Some key findings, from this more recent research:
∑ The total end-of-December PIT count marks a slight decrease in the total sheltered homeless population from the previous quarterly counts.
∑ The total count of sheltered homeless individuals in both Q3 and Q4 decreased by 1 percent from Q3, following a 4% increase the previous quarter.
∑ There were 29,694 newly sheltered homeless persons (“new clients”) reported for October through December, an 8% decrease from the 32,437 reported for the quarter that ended in September.
∑ Five of the eight sites reported substantially more new individuals than new persons in families among newly sheltered homeless persons.
∑ Overall, 32% of new clients in Q4 were children (including 1% unaccompanied youth).
∑ This is the first Pulse report to collect information on prior living arrangements for new clients. The data—which was compiled only from study in New York City—show that the clear majority of newly sheltered homeless persons came directly from “housing situations” (55%), including owned or rented units, permanent supportive housing, and staying with family or friends. Of this group, most new clients previously stayed with family or friends (about two-thirds of new clients coming from housing situations), while a significant proportion previously came from a rented unit (27% of new clients coming from housing situations). Only 2% of the new clients sought shelter or transitional housing after spending the night in a unit that they owned.
This entire 2010 Pulse report can also be found online at HUD’s website (hudhre.info), or by following: http://www.hudhre.info/documents/HomelessnessPulseProjectMay10.pdf
Some salient points can be gleaned from these reports. Most homeless people are single males without families. Many have mental illnesses, disabilities, or substance abuse issues. There is an increasing number of families and children going homeless for the first time. Furthermore, many individuals are going homeless for the first time after living with relatives as a guest.

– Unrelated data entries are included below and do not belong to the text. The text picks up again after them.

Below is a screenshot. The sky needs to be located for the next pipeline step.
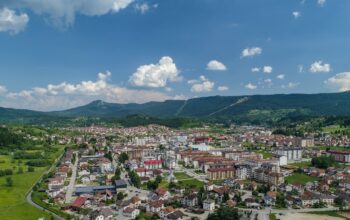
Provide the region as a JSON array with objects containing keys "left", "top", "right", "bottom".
[{"left": 0, "top": 0, "right": 350, "bottom": 111}]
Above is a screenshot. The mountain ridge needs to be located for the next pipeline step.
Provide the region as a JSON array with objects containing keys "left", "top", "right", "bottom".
[{"left": 0, "top": 92, "right": 350, "bottom": 121}]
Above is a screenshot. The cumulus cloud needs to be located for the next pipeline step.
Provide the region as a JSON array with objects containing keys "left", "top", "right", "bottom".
[
  {"left": 0, "top": 0, "right": 134, "bottom": 28},
  {"left": 135, "top": 2, "right": 158, "bottom": 14},
  {"left": 264, "top": 79, "right": 272, "bottom": 83},
  {"left": 244, "top": 83, "right": 258, "bottom": 90},
  {"left": 251, "top": 66, "right": 273, "bottom": 74},
  {"left": 298, "top": 64, "right": 304, "bottom": 73},
  {"left": 276, "top": 74, "right": 285, "bottom": 80},
  {"left": 324, "top": 72, "right": 350, "bottom": 92},
  {"left": 129, "top": 56, "right": 182, "bottom": 88},
  {"left": 310, "top": 60, "right": 331, "bottom": 73},
  {"left": 292, "top": 11, "right": 301, "bottom": 19},
  {"left": 188, "top": 75, "right": 215, "bottom": 93},
  {"left": 207, "top": 60, "right": 227, "bottom": 71},
  {"left": 241, "top": 47, "right": 262, "bottom": 57},
  {"left": 0, "top": 72, "right": 179, "bottom": 111},
  {"left": 251, "top": 67, "right": 260, "bottom": 73},
  {"left": 0, "top": 85, "right": 7, "bottom": 95},
  {"left": 218, "top": 86, "right": 229, "bottom": 92},
  {"left": 317, "top": 0, "right": 326, "bottom": 7},
  {"left": 0, "top": 7, "right": 29, "bottom": 34},
  {"left": 263, "top": 66, "right": 272, "bottom": 74},
  {"left": 281, "top": 82, "right": 300, "bottom": 89}
]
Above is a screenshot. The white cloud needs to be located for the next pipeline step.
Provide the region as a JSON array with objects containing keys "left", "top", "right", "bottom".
[
  {"left": 0, "top": 85, "right": 7, "bottom": 95},
  {"left": 298, "top": 64, "right": 304, "bottom": 73},
  {"left": 310, "top": 60, "right": 331, "bottom": 73},
  {"left": 244, "top": 83, "right": 258, "bottom": 90},
  {"left": 317, "top": 0, "right": 326, "bottom": 7},
  {"left": 292, "top": 11, "right": 301, "bottom": 19},
  {"left": 264, "top": 79, "right": 272, "bottom": 83},
  {"left": 276, "top": 74, "right": 285, "bottom": 80},
  {"left": 0, "top": 7, "right": 29, "bottom": 34},
  {"left": 129, "top": 56, "right": 182, "bottom": 88},
  {"left": 251, "top": 67, "right": 260, "bottom": 73},
  {"left": 251, "top": 66, "right": 273, "bottom": 74},
  {"left": 218, "top": 86, "right": 229, "bottom": 92},
  {"left": 324, "top": 72, "right": 350, "bottom": 92},
  {"left": 188, "top": 75, "right": 215, "bottom": 93},
  {"left": 207, "top": 60, "right": 227, "bottom": 71},
  {"left": 135, "top": 2, "right": 150, "bottom": 14},
  {"left": 241, "top": 47, "right": 262, "bottom": 57},
  {"left": 0, "top": 0, "right": 134, "bottom": 28},
  {"left": 263, "top": 66, "right": 272, "bottom": 74},
  {"left": 0, "top": 72, "right": 179, "bottom": 111},
  {"left": 281, "top": 82, "right": 300, "bottom": 89}
]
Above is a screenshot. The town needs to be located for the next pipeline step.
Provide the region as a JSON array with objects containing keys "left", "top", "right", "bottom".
[{"left": 23, "top": 125, "right": 350, "bottom": 220}]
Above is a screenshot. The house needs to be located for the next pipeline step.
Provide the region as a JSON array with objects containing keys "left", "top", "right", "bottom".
[
  {"left": 123, "top": 207, "right": 140, "bottom": 219},
  {"left": 300, "top": 191, "right": 319, "bottom": 207},
  {"left": 114, "top": 180, "right": 128, "bottom": 190},
  {"left": 71, "top": 196, "right": 87, "bottom": 210},
  {"left": 204, "top": 182, "right": 214, "bottom": 191},
  {"left": 181, "top": 194, "right": 198, "bottom": 207},
  {"left": 203, "top": 199, "right": 215, "bottom": 212},
  {"left": 48, "top": 177, "right": 64, "bottom": 190},
  {"left": 263, "top": 191, "right": 277, "bottom": 206},
  {"left": 207, "top": 167, "right": 236, "bottom": 180},
  {"left": 143, "top": 160, "right": 162, "bottom": 170},
  {"left": 339, "top": 179, "right": 350, "bottom": 190},
  {"left": 155, "top": 187, "right": 170, "bottom": 200},
  {"left": 146, "top": 200, "right": 164, "bottom": 213},
  {"left": 97, "top": 157, "right": 113, "bottom": 173},
  {"left": 159, "top": 206, "right": 175, "bottom": 219},
  {"left": 327, "top": 150, "right": 350, "bottom": 163},
  {"left": 165, "top": 210, "right": 186, "bottom": 220},
  {"left": 80, "top": 175, "right": 91, "bottom": 185},
  {"left": 100, "top": 208, "right": 113, "bottom": 220},
  {"left": 130, "top": 196, "right": 141, "bottom": 208}
]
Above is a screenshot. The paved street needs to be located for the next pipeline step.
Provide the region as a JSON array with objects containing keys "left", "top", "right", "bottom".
[{"left": 65, "top": 152, "right": 79, "bottom": 203}]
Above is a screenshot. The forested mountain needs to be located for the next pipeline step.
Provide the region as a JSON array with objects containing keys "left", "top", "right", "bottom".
[{"left": 0, "top": 92, "right": 350, "bottom": 124}]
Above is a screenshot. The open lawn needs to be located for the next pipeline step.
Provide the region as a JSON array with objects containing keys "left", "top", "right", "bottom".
[
  {"left": 285, "top": 173, "right": 317, "bottom": 184},
  {"left": 174, "top": 172, "right": 204, "bottom": 189},
  {"left": 0, "top": 146, "right": 63, "bottom": 220},
  {"left": 174, "top": 172, "right": 192, "bottom": 181},
  {"left": 288, "top": 161, "right": 311, "bottom": 167}
]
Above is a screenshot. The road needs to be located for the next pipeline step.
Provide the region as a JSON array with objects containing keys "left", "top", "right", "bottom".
[
  {"left": 238, "top": 207, "right": 339, "bottom": 220},
  {"left": 26, "top": 153, "right": 64, "bottom": 220},
  {"left": 65, "top": 152, "right": 79, "bottom": 203},
  {"left": 26, "top": 191, "right": 63, "bottom": 220}
]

While homeless individuals account for less than 1% of the population in each state, the number of people who are homeless as a proportion of the overall population varies, as homelessness is primarily concentrated in major urban centers. The recent HUD and Pulse reports emphasize that while people from a similar demographic as in the past still comprise the ranks of the chronically homeless, the number of ”first time” homeless has risen in recent years. This includes families and children, as well as individuals such as military veterans and recent victims of domestic violence.
HUD’s data collection techniques represent the best—or at least the most comprehensive—tool we have, besides generous human hearts, to try to get a handle on and ameliorate the American homeless conundrum. One is left with hope, but also recalls the poignant words of the 19th century American writer Mark Twain: “The are three kinds of lies: lies, damned lies, and statistics”. Yet despite any inaccuracies in the HUD reports, the stark truth of our society’s need to solve homelessness remains.